Double Trouble: Nick Hornby

Juliet, Naked, Nick Hornby
ISBN: 1594488878 

I read this as a pre-release from work, and knew I'd get through it in about two days (amidst all the other weekend mucking about). Hornby's books are always so amusing in their scenarios and character development, that you can't help but have a great time reading them. His prose really delivers incredible humorous characters, and this latest is no different!

Annie's fed up with her Crowe-crazed boyfriend and their fifteen year long indecision on whether the relationship is even worth the minute amount of work they put into it; Crowe is the very same musician that said boyfriend is enamored with, although he's as cowardly and spineless a man as can be (don't get me wrong, I liked him... he reminds me of all of those friends you have, that are so talented and smart yet never seem to do anything).

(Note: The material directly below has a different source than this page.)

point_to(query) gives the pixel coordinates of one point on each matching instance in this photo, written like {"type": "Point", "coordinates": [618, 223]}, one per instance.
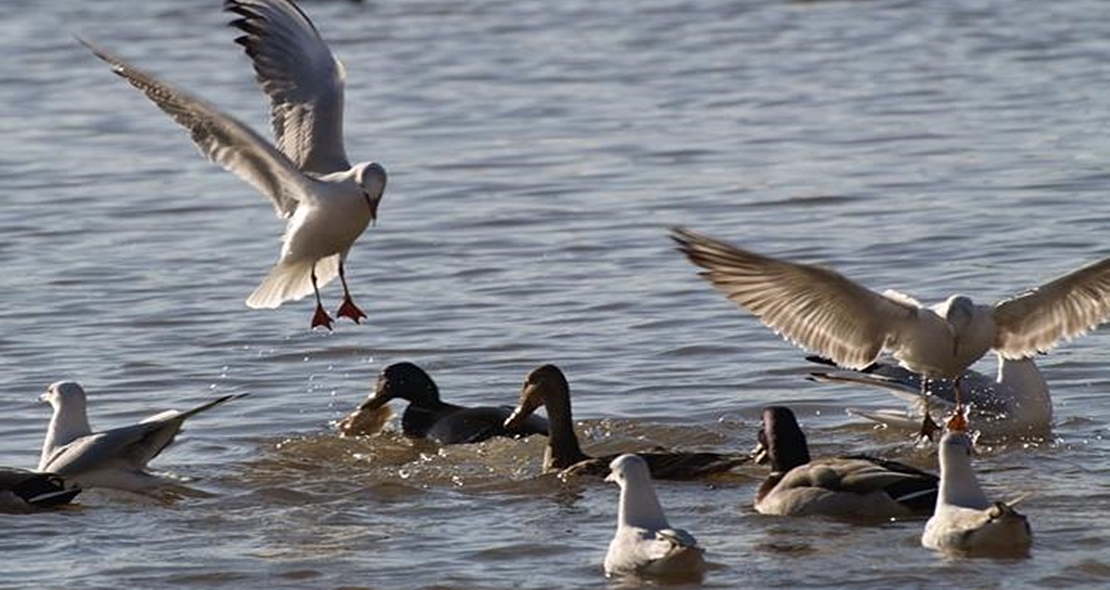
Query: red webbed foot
{"type": "Point", "coordinates": [321, 318]}
{"type": "Point", "coordinates": [347, 308]}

In all of the hectic events circling both of these characters, they manage to meet, make things worse, and force a little bit of growing-up upon each other in true absurd Hornby style!

How to be Good, Nick Hornby
ISBN: 1573221937

I suppose I read this hoping it would be a funny look at marriages, the good guy/bad guy dynamics in relationships, and fidelity; but it was a three hundred page analysis of a woman's good deeds versus her bad deeds, and the excuses she makes that Hornby assumes we will all relate to.

Usually Hornby describes a likable if not muddled character who finds himself muddling up the lives of those he/she cares about, whilst trying to figure themselves out and growing in some way as a person after some giggle inducing madcap adventure; Katie was not likable, and the scenarios Hornby tries to make funny come off a bit depressing.

Hornby's typical rants of internal analysis aren't usually the bulk of the book, which makes for more amusing dialogue than we have here, as well as more chaotic WTF moments (that make the reader laugh, and the protagonist rethink their perspective); not here, however. David's sudden personality switch would have been more amusing if he had slipped periodically throughout, rather than in the last chapter suddenly admitting he wanted to get shot of GoodNews. I guess I just didn't find the characters' reactions that believable. It felt very forced by the end.

Points for demonstrating that smug righteousness is incredibly annoying, though! Thank God the son had some balls, too.

PS: Why am I more articulate when I find issues?!